Age revealed no significant relationship or a low correlation coefficient with any of the chin-related measurements (Table 5). It is known that the morphology of the mandible, such as the mandibular angle, continues to change throughout life, even after the growth period has passed, because of changes in masticatory pressure [38]. Evangelista et al. have shown that the height of symphysis changes with age even after the growth spurt [39]. However, the results of the present study did not show any effect of age-related changes of the mandible on the chin, which is a small proportion of the mandible.

Chin size was significantly larger in males than in females, showing an association not only with the chin volume but also with the chin width, height, and depth.

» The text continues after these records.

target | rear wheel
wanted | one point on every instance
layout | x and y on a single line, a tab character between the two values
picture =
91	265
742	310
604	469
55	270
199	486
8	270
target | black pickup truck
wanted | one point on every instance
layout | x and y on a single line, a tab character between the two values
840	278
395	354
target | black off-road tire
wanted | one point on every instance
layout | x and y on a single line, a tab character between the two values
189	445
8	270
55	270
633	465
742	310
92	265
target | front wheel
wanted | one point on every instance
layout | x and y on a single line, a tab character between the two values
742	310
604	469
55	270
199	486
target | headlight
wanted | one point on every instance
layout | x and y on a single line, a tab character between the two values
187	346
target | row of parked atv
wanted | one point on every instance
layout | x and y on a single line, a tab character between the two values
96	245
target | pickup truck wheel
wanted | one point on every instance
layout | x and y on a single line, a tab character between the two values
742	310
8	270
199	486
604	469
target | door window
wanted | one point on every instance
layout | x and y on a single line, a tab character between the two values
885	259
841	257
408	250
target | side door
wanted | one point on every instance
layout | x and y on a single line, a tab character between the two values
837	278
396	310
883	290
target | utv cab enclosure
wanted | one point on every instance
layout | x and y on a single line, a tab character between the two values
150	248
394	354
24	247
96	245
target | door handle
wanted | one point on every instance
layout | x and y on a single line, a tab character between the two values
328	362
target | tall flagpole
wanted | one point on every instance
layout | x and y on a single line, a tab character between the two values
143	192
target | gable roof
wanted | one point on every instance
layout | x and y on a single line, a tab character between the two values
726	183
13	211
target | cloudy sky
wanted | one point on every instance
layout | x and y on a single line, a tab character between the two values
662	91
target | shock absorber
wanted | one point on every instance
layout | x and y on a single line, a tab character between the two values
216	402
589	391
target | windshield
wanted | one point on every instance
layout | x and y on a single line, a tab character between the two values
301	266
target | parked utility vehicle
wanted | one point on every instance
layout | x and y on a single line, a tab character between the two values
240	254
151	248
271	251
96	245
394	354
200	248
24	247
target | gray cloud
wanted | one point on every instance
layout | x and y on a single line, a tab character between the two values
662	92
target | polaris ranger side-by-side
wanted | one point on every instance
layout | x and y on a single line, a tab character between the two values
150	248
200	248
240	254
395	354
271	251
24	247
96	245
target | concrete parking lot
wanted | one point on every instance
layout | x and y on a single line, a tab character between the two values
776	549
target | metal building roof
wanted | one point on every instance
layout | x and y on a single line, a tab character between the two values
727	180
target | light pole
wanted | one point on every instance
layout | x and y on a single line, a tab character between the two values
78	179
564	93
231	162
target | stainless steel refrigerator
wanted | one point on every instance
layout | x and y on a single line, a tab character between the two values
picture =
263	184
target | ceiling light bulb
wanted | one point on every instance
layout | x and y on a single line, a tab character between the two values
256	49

The chin has long been considered a sexual symbol. It is well known that a cleft chin and a large chin width are symbols of masculinity, while the female chin has a smaller width [10,11,40,41,42], and the results of this study support these findings.

This study had a limitation. Without determining the sample size, this study was carried out as an exploratory study. It is necessary to do more research utilizing a sizable sample after running a power analysis. Furthermore, all participants in this study were patients with malocclusions who underwent orthodontic treatment. Since the evaluation of dentition, occlusal status, or occlusal forces could not be obtained in this study, the evaluation of healthy participants needs to be conducted in future studies.

5. Conclusions

With the exception of age, all other variables, including ethnicity, sex, anteroposterior skeletal pattern, and vertical skeletal pattern, were strongly correlated with chin morphology. For the purposes of orthognathic surgery, evaluations of chin morphological parameters that use both linear analysis and volume analysis may be helpful.